Bonus elettrodomestici 2025, come ottenerli
GTRESSi attende ancora l'avvio del bonus elettrodomestici 2025. La partenza era prevista per settembre, ma come segnalato da Altroconsumo sembrano esserci dei ritardi nell'approvazione del decreto attuativo e nella predisposizione della piattaforma per la gestione del contributo. Nel frattempo, il quotidiano economico Il Sole 24 Ore ha spiegato esattamente come ottenerlo. Vediamo quali sono le modalità previste. 

In base alla lettura del decreto interministeriale (Ministero delle Imprese e del Made in Italy e Ministero dell'Economia), Il Sole 24 Ore ha fatto sapere che il bonus elettrodomestici 2025 verrà erogato sotto forma di voucher composto da un codice alfanumerico. Non passerà dunque da un bonus fiscale, ma sarà “un contributo incassabile sotto forma di sconto in fattura al momento dell'acquisto in negozio”. 

Bonus elettrodomestici 2025, cosa sapere sulla piattaforma PagoPa e sul voucher 

Ad emettere il voucher sarà una piattaforma informatica gestita da PagoPa e Invitalia e collegata alla banca dati dell'Inps per la verifica delle Dsu (Dichiarazione Sostitutiva Unica precompilata), così da conoscere l'Isee del richiedente. 

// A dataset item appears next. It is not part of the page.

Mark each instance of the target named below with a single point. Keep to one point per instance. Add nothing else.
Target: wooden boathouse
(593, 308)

Come spiegato dal quotidiano economico, “una volta controllati i requisiti, la piattaforma confermerà all'utente ‘il diritto al riconoscimento del contributo', con il suo importo massimo”. Quindi verrà rilasciato il voucher, che avrà una durata limitata nel tempo, sarà associato al codice fiscale di chi ha fatto la richiesta e indicherà una cifra massima utilizzabile. 

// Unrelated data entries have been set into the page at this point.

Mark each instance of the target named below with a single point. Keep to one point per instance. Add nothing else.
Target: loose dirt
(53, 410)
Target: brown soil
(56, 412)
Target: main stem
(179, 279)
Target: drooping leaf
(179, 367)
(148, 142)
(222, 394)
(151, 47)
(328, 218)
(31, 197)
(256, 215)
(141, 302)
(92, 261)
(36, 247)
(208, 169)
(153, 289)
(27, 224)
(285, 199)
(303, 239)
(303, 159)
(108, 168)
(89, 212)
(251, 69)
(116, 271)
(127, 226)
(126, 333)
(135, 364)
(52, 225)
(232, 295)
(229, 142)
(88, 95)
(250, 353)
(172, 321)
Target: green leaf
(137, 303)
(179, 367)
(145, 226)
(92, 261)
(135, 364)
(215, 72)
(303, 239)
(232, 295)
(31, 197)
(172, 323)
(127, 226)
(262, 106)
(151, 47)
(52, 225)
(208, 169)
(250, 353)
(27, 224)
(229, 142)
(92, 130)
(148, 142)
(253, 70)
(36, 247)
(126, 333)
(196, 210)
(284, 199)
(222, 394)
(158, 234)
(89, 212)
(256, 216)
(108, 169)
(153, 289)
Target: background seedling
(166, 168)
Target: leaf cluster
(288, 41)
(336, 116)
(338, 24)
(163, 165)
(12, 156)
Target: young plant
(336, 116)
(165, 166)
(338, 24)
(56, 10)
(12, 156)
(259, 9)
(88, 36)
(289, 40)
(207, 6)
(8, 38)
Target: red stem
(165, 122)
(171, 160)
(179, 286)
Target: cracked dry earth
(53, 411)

Secondo quanto riportato dal Sole 24 Ore, nel decreto viene spiegato che “il venditore riduce di pari importo il prezzo di acquisto dell'elettrodomestico ed emette fattura di vendita riferita esclusivamente all'elettrodomestico oggetto della vendita, la quale riporta il prezzo originario, il valore del contributo effettivamente maturato ed esplicita l'obbligo di smaltimento dell'elettrodomestico in sostituzione”. 

Sempre in base a quanto riportato dal Sole 24 Ore, decorso il termine per l'esercizio del diritto di recesso, il venditore “maturerà il diritto a ricevere un importo equivalente al contributo che ha anticipato”. Per ottenere tale importo, dovrà “collegarsi alla piattaforma informatica, allegando la documentazione necessaria a provare tutta l'operazione: quindi, sia la documentazione di acquisto sia quella ‘attestante l'avvio dell'elettrodomestico sostituito al corretto smaltimento finalizzato al riciclo'”. 

Bonus elettrodomestici 2025, cosa comprende 

Si ricorda che il bonus elettrodomestici, inserito nella legge di Bilancio 2025, prevede uno sconto del 30% sul prezzo del prodotto fino a un massimo di 100 euro, 200 se l'Isee non supera i 25mila euro. Si può beneficiare del contributo solo per acquistare apparecchi di grandi dimensioni, come frigoriferi, lavastoviglie, lavatrici e forni.

Nello specifico, in base a quanto indicato da Altroconsumo, la bozza di decreto interministeriale ha stabilito che i produttori di elettrodomestici agevolabili devono registrare nella piattaforma informatica i prodotti che possono essere oggetto di sconto e che devono avere un'efficienza energetica differenziata in base alla tipologia di prodotto (classe A per lavatrici, lavasciuga e forni; classe B per le cappe da cucina; classe C per lavastoviglie e asciugatrici; classe D per frigoriferi e congelatori) e devono essere prodotti in uno stabilimento collocato nei territori dell'Unione Europea.